Seattle-based gynecologist Dr Charlie Browne said there has been an increase in patients traveling to Washington state from Texas for abortions in recent months. He estimates that the All Women’s Care clinic, where he works, sees between six and 10 patients from Texas a month.
The uptick, Browne said, came after Senate Bill 8, a law banning abortions after detecting embryonic or fetal heart activity (usually 6 weeks old) took effect in Texas last September.
He said that if Roe v. Wade is canceled, “it makes sense that this [number] would increase.”
Jones said the safety of being an “aunt” is a concern – but she has a vetting process in place for potential guests.
“I can go stalk their Reddit story…before they need someone’s help, before it pays to play nice,” Jones said. “I was able to find out the type of comments they left, the type of messages they posted and the type of attitude they generally displayed.”
Meghan, who asked KUOW not to publish her surname due to legal issues, is offering her services on Reddit, explaining in coded language what she can provide. Sometimes people contact her because they have seen her posts. Other times they were referred to him by word of mouth.
A less invasive alternative to in-clinic abortions, the pills come in twos, each containing a different drug. The first pill prevents a pregnancy from progressing; the second, taken within 48 hours, empties the uterus. Megan explained her process for shipping the pills.
The person who needs the medication visits a virtual doctor, with a provider who can then write prescriptions for abortive drugs. The person in need will then pay for the medication, but instead of providing their own address, they will provide Meghan’s mailing address.
When the package arrives, Meghan checks the goods, then uses one-day shipping (she covers that cost) to send it to the person who requested the medicine.
These are mostly people who live in southern states where there are barriers to getting the pills legally, Meghan said, such as Tennessee, Alabama and Texas.
“These are generally more rural communities,” Meghan said. “Often these are places where abortion is theoretically legal, but telehealth is not and getting to a clinic is really, really difficult.”
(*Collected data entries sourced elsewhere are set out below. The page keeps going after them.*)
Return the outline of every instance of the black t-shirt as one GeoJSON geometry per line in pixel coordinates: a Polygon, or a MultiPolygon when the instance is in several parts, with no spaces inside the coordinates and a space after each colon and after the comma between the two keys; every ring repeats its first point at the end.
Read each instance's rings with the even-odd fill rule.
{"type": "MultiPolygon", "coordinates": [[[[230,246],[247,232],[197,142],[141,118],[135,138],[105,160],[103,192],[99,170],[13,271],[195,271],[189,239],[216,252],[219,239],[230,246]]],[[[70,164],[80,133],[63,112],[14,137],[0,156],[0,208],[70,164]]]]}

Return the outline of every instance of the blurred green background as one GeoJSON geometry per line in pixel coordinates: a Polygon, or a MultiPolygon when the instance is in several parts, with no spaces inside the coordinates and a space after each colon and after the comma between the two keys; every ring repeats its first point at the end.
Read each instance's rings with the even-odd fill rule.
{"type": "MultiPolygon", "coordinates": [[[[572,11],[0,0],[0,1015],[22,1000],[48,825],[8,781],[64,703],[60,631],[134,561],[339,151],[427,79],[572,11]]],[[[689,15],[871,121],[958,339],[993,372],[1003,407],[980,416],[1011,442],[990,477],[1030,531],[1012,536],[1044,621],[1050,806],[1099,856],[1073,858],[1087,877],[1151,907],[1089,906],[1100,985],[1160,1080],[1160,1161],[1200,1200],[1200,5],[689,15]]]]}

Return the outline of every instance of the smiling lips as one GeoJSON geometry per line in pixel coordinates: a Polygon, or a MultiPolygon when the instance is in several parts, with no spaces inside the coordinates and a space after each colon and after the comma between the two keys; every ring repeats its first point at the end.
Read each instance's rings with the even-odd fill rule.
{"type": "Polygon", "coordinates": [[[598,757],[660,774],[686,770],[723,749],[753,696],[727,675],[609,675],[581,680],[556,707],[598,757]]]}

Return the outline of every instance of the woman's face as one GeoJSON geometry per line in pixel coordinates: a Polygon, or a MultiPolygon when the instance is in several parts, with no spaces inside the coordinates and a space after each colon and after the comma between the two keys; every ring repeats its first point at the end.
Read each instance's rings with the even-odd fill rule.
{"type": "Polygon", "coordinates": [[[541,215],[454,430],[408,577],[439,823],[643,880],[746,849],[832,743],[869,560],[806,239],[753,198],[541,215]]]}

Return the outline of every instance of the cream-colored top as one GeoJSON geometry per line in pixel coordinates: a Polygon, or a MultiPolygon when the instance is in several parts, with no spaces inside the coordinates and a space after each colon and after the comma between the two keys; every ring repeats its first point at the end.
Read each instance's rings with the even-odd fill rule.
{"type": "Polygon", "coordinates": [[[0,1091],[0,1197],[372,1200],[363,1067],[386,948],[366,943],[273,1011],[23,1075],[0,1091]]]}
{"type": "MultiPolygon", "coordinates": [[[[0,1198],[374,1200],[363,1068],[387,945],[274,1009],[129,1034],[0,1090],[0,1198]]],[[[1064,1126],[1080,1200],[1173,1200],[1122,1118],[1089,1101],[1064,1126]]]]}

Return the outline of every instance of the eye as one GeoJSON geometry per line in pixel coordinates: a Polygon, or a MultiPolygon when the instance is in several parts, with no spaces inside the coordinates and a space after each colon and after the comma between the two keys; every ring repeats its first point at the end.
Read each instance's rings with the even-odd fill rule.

Meghan said a woman she is in contact with lives in Tennessee, a state with a 48-hour waiting period, meaning she would have to make a second trip to visit the doctor, who is far away. from her house. “It’s not a health issue,” Meghan said, “it’s someone trying to block access to abortion and it works.”
Amelia Bonow, a Seattle-based abortion activist and founder of Shout Your Abortion, told KUOW she supports efforts like Meghan’s.
“Ideally, we were getting drugs in a way that we knew was absolutely legitimate,” Bonow said. “But in the world we live in now – and in the world we’re about to live in, absent a Roe – people are going to have to use other avenues.”
She added: ‘I fear online delivery systems will be flooded and people will end up waiting a long time for their medicines.
For her part, Meghan said that even if there was a legal crackdown on the reshipping of drugs, she would not stop.
“It’s not like abortions started in 1973 [when Roe v. Wade was first decided]”, Meghan said. “This is not a new phenomenon. It’s something that has happened all the time and will continue to happen all the time.
Clare McGrane and Patricia Murphy contributed reporting for this story.